J. J. se dijo que Ruf y él podían hacerse buenos amigos, en efecto.
—Espera hasta que se bañe —susurró Rufshod—. Entonces podremos verle el conejo. Jo, debería habérsela robado hace mucho tiempo.
J. J. supo que Ruf y él podían hacerse buenos amigos, en efecto.
La observaron con las primeras luces; el fulgor trémulo de la bola de cristal bañaba el pequeño cuarto de Jamie. Shalice se había puesto a arreglar los desperfectos de la barraca; la calma deliberada de sus movimientos evidenciaba la cólera que sentía.
—Hacía mucho tiempo que no le daban su merecido —explicó Rufshod—. Ha perdido la costumbre. Parece que había olvidado lo que se siente. Hace años que las botas se le están quedando pequeñas. Sabe demasiadas cosas acerca de las maquinaciones de todos. Lo ve todo en esta bola, sabes. Cree que los Pilo la necesitan más que a nadie, solo por sus trabajos externos. ¡Ahora le hemos dado un escarmiento! Es día de función ¡y va a estar mirándome las pelotas todo el día!

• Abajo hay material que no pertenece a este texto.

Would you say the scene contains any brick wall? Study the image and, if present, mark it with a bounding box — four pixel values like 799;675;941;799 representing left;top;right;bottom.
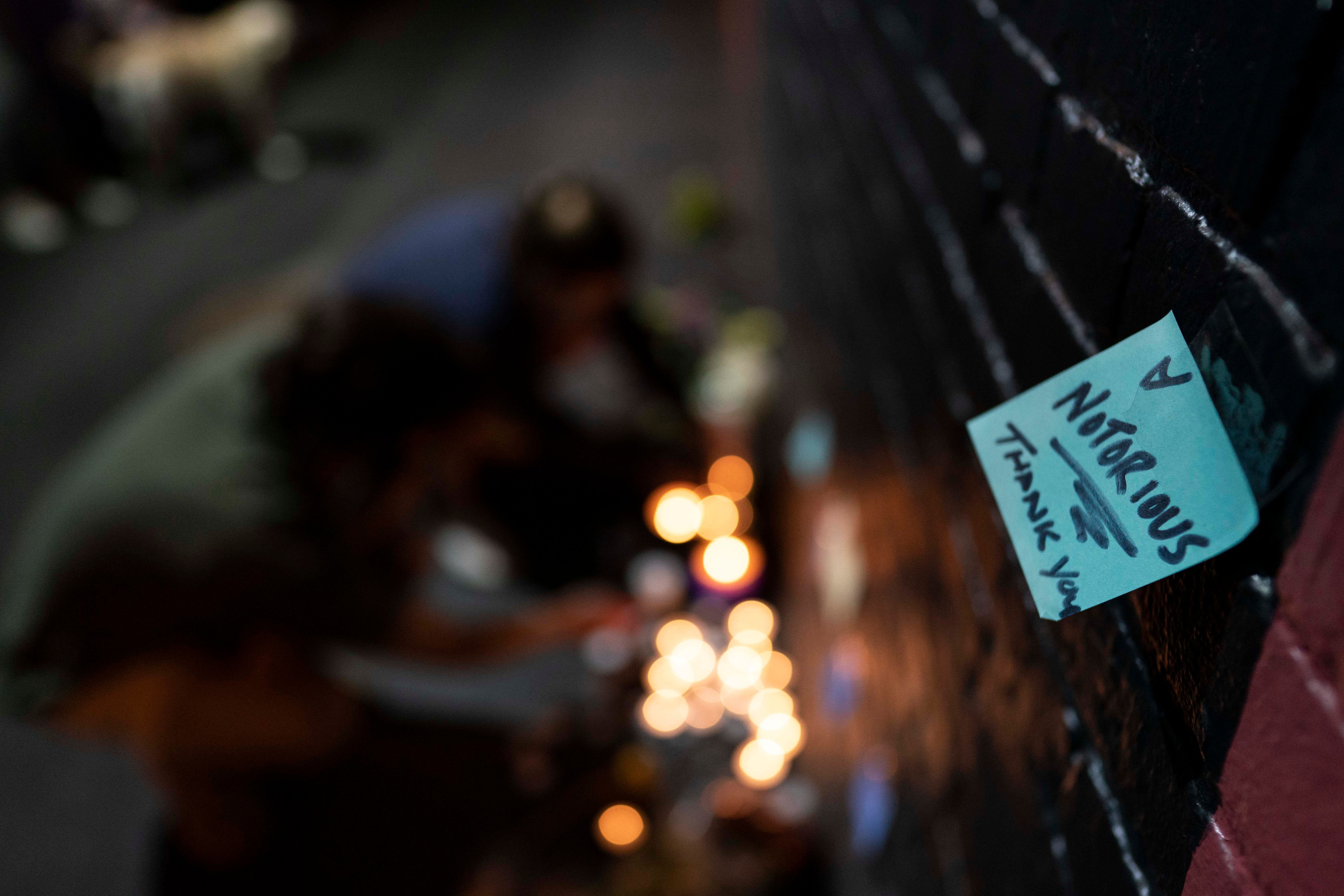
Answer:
766;0;1344;893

Cuando parecía improbable que Shalice fuese a mirar a la bola de cristal de pega, Rufshod se levantó para marcharse.
—¿Me la prestas? —pidió J. J.
—Sí, por qué no, ya que me has ayudado. Pero si se desnuda ven a buscarme, ¿vale?
—De acuerdo, colega. —J. J. siguió observando a la adivina un rato mientras un fornido gitano se presentaba para ayudarla a limpiar la barraca. Escondió la bola debajo de la manta cuando oyó a los demás payasos, que ya se habían despertado y estaban en el salón.

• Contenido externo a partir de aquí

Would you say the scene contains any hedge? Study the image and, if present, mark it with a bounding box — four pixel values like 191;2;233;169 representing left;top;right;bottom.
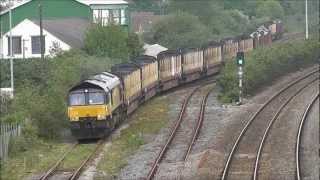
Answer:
218;39;320;103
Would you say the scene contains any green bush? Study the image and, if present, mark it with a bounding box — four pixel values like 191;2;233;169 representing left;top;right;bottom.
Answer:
218;40;320;102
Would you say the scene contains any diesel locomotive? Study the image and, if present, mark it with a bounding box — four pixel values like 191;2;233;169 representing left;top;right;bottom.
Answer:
68;21;283;140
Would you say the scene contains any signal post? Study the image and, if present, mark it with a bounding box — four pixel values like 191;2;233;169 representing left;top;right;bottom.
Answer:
236;51;244;105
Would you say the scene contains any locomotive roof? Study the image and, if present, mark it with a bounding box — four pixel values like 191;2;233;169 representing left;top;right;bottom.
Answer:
204;41;222;47
158;50;180;58
132;55;157;66
181;47;200;53
111;63;139;75
237;34;251;40
70;72;120;92
221;37;236;42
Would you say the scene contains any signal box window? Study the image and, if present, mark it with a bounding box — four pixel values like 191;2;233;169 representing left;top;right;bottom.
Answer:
8;36;22;55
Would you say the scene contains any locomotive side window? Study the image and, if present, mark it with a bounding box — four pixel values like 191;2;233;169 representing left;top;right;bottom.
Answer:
69;93;86;106
89;92;105;105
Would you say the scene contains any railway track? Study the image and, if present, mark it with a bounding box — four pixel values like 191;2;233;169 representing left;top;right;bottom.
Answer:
295;93;319;180
39;140;105;180
221;69;319;180
146;81;215;180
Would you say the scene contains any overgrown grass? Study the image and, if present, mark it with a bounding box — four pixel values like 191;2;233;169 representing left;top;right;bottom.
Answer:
59;143;97;170
0;139;70;180
218;40;320;103
98;97;168;175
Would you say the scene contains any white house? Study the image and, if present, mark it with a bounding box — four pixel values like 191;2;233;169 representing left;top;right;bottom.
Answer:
0;18;90;59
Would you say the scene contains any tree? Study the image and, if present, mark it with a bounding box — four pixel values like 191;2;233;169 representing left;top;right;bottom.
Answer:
84;25;128;59
84;25;142;60
151;12;211;48
256;0;284;19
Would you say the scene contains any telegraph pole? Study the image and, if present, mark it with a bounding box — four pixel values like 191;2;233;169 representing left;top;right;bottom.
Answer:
306;0;309;39
9;1;14;97
39;3;45;60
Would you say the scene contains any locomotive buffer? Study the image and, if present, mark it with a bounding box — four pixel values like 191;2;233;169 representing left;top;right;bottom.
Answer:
236;51;244;105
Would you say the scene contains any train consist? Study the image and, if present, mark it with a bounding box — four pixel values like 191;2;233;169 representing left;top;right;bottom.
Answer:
68;22;283;140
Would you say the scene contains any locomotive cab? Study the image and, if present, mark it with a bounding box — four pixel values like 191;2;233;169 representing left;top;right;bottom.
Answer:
68;73;121;139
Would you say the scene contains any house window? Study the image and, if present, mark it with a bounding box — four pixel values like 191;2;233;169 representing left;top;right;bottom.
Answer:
8;36;22;55
93;9;126;26
31;36;46;54
112;9;120;24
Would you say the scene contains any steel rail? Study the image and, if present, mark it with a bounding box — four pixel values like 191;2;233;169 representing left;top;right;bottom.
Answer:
146;80;216;180
40;143;79;180
183;89;213;161
221;69;319;180
69;140;105;180
295;93;319;180
253;77;319;180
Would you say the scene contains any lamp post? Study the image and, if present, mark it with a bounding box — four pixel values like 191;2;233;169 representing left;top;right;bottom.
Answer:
9;0;14;96
306;0;309;39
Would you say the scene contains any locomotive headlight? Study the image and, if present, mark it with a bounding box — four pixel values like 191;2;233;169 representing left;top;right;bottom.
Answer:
97;114;104;120
71;116;79;121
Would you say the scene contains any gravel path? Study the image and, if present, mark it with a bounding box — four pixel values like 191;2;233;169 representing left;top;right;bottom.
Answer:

Cuando salió de la habitación J. J. tuvo que sofocar un grito; Goshy estaba plantado justo delante de la puerta, mirándolo directamente a los ojos con los suyos marsupiales. Primero parpadeó con el ojo izquierdo y luego con el derecho. Había algo amenazante y surrealista en aquel momento que a J. J. no le gustó nada y se encogió.
Goshy se volvió hacia la derecha y se quedó mirando a algo que había en el pasillo. J. J. lo observó un instante y después lo rodeó con cautela.
¿A qué demonios venía eso?, se preguntó; entonces se acordó de que había hecho añicos una botella junto a la cabeza de Doopy. ¿Acaso era una especie de advertencia? No estaba seguro. Y cuando miró hacia atrás por encima del hombro a Goshy, que seguía contemplando una sección de pared desnuda, se le ocurrió que él tampoco lo estaba.